Все его устремления, решения, труды, смертельно-рискованные поступки оказывались теперь целостным усилием — сделаться средством Бога . Непростая, пёстрая и как будто бы раздробленная жизнь Прокла Петровича связывалась в неровный, но верный путь к намоленному месту .
Погружаясь в это осознание и осваиваясь в нём, Байбарин обратился к Небу: “Сердечный Свет! блаженный Свет небес, очищающий нечистое, исцеляющий поверженных! Всели в меня упованье твёрдое, что умягчится жестокое и обновится лик земли — к вознаграждению невинно убиенных, ибо у Тебя нет мёртвых, но все — живые”.
То будоражащее, что он испытывал, останется в памяти сопряжённым с простором луга за кладбищем и с плавными очертаниями большой горы, которая поднималась перед глазами далеко ли или совсем близко. Меж могильных холмиков обильно росла полевица с верхушками, полными выспевающих семян, а на лугу преобладала клеверная отава, и всё богатое разнотравье переливалось в солнечных бликах молодым зелёным сиянием. В нём и над ним дышала та вольно-кочевая, размётная пылкость, которая делает столь прелестным южноуральское лето.
Закраину луга отсекал просёлок, выгибаясь и пропадая за горой. С противоположной стороны, от Баймака, наплыл гулкий дробно-осадистый ропот — хорунжий обернулся. На дорогу вынеслась ходкой рысью казачья сотня: сухой кочкарник просёлка звенел под копытами, на солнце взблескивали, подскакивая, головки шашек. В безветрии пыль лениво вытягивалась хвостом — сотня уходила за гору.
Там с красивой отчётливостью хлестнул выстрел из винтовки, следом стукнуло поглуше — из маузера; и посыпало... Пальба, раскатываясь, перемещалась вдаль, потом стала неохотно замирать: лишь только угрюмо угасал отголосок последнего, казалось, выстрела, как щёлкал ещё один и ещё...
Байбарин подходил к посёлку, когда его нагнала возвращавшаяся сотня. Он посторонился и, взглянув на казака с двумя белыми лычками урядника на погоне, спросил с уверенной свойскостью:
— Как обошлось-то?
Урядник придержал лошадь, ронявшую шмотья пенного мыла, она засеменила тонкими ногами, и всадник, вполоборота к старику, чьё лицо внушило расположение, крикнул:
— Сделали им, отец, чтоб не размножались!

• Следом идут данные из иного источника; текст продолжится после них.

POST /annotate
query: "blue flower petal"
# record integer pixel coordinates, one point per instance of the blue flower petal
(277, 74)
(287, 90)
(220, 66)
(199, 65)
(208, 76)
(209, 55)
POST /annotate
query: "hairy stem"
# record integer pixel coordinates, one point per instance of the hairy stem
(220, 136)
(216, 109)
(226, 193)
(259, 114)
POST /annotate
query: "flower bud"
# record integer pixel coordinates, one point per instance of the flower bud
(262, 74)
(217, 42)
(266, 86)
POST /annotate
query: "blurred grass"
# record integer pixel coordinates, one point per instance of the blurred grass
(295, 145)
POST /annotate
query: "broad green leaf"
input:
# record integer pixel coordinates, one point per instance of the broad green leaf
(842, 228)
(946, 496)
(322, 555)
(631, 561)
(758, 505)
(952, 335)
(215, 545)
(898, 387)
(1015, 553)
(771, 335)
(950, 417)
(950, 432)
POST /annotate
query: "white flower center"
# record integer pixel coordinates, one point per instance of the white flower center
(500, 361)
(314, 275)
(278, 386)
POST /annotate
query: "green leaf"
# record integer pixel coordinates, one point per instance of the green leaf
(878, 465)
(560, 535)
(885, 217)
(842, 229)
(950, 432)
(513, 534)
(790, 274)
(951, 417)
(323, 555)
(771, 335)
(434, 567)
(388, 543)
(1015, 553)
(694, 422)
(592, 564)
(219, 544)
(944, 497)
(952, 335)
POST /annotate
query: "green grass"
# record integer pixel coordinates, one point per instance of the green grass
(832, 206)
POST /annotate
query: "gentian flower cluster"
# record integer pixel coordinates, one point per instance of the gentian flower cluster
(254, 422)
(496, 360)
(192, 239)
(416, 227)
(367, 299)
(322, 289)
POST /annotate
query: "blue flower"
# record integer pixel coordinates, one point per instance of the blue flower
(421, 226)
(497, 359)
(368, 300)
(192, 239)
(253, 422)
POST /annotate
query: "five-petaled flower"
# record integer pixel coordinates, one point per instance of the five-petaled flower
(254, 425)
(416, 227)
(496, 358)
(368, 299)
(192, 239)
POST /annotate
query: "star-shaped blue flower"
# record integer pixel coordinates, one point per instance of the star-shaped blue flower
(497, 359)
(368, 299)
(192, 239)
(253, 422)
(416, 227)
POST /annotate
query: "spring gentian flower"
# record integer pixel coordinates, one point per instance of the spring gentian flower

Казаки только что перебили человек тридцать красных: в основном мадьяр Интернационального полка и латышей. Их отряд, двигаясь через башкирскую волость, был окружён, но часть его сумела вырваться, долго ускользала от преследования увёртливым махом, пока загнанные лошади не пали близ Баймака. Белые, получив сообщение, выслали сотню...
Прокл Петрович, таким образом, пришёл домой с новостью, а там Мокеевна, со своей стороны, рассказала, как в посёлке зашалили уголовные. Утром, когда лавочник торговал в лавке, во флигель позади неё влезли через окно двое. Хорошо — соседка закричала: “Караул!” Воры убежали, не успев цапнуть ничего ценного.
А ещё случилось: приехавшие на базар крестьяне опознали среди белых солдат молодца — ещё недавно лихого красноармейца, что с товарищами был у них на постое. Парень рассмеялся мужикам в лицо, развязно убеждал офицеров: “Поклёп!” — и хотел улизнуть. Его, однако, словили, “взяли за жабры”, и он сознался, что “в некотором роде” служил у красных, а при старом режиме похлебал дармовые щи “за экспроприации” — так он выразился о кражах со взломом, ограблениях.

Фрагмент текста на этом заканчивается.